# LucasArts is dead.



## Krory (Apr 3, 2013)

> Disney has today announced that it's decided to close down LucasArts as a game studio, transitioning it into a "licensing model." This effectively means that LucasArts is dead, likely to exist as little more than a legacy name for externally developed Star Wars titles. A round of layoffs has been had as a result.
> 
> "After evaluating our position in the games market, we've decided to shift LucasArts from an internal development to a licensing model, minimizing the company's risk while achieving a broader portfolio of quality Star Wars games," claims the company. "As a result of this change, we've had layoffs across the organization. We are incredibly appreciative and proud of the talented teams who have been developing our new titles."
> 
> R.I.P. LucasArts, and best wishes to those who have lost their jobs.



.

This mostly gets me because I was super-psyched for _Star Wars 1313_, which now seems to be dead.


----------



## Mael (Apr 3, 2013)

I'll always remember thee for _Rebel Assault._


----------



## Malvingt2 (Apr 3, 2013)

@SonySantaMonica

To all those impacted at LucasArts, our Force is strong, please drop us a line, we are hiring and always seeking great talent


----------



## Ultimania (Apr 3, 2013)

Fuck you, Disney! Now we'll likely get shitty Star Wars games from now on. Star Wars 1313 and Battlefront 3 won't certainly happen now. But then again, I suppose that LucasArts did this to themselves.

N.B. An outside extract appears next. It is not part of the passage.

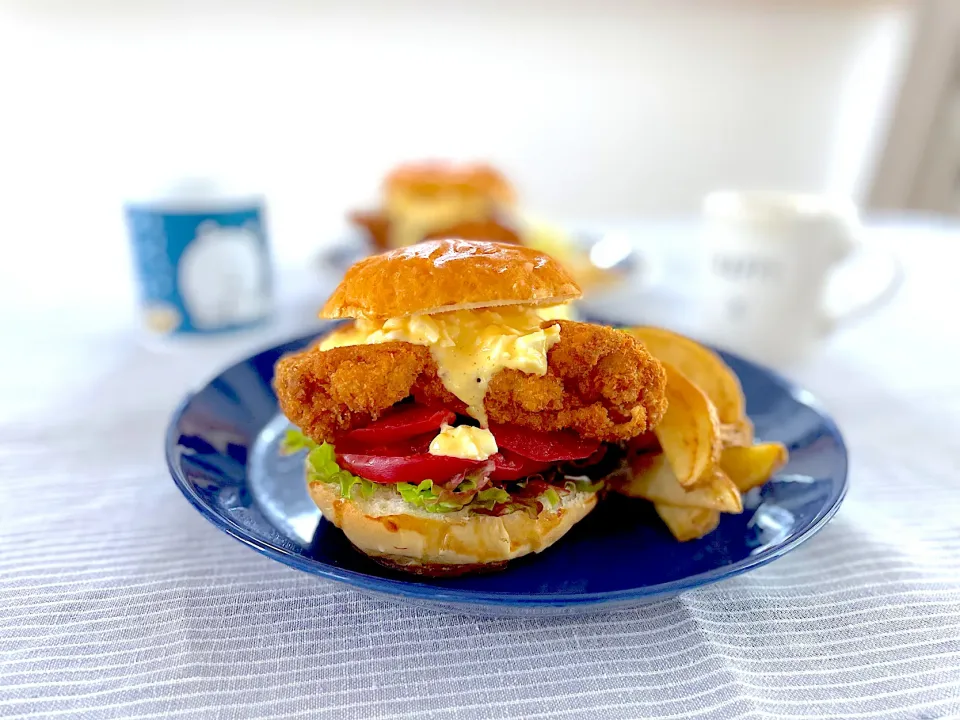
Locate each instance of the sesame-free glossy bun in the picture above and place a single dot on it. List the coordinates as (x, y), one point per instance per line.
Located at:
(451, 274)
(403, 537)
(428, 179)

At this rate, I wouldn't be surprised if the sequel trilogy turns out to be shit.


----------



## Krory (Apr 3, 2013)

Yet again it shows how well developers can stick together. It's always amazing to see every time a studio goes under how others try to help.


----------



## Krory (Apr 3, 2013)

Also, Irrational Games' official Twitter posted referencing LucasArts, Square-Enix, and High Moon saying they're always looking for people.


----------



## Malvingt2 (Apr 3, 2013)

> Nice weeks we have, aren't we?
> High Moon Studios lay-offs;
> Square-Enix LA lay-offs;
> United Front Games lay-offs;
> ...



A quote from an user on GAF..

It is really a problem man...


----------



## Ultimania (Apr 3, 2013)

Either the game industry is going through some kind of major change or is dying. Let's hope that it's the former.


----------



## Mael (Apr 3, 2013)

Join Yager, fellas.


----------



## Violent by Design (Apr 3, 2013)

Krory said:


> Yet again it shows how well developers can stick together. It's always amazing to see every time a studio goes under how others try to help.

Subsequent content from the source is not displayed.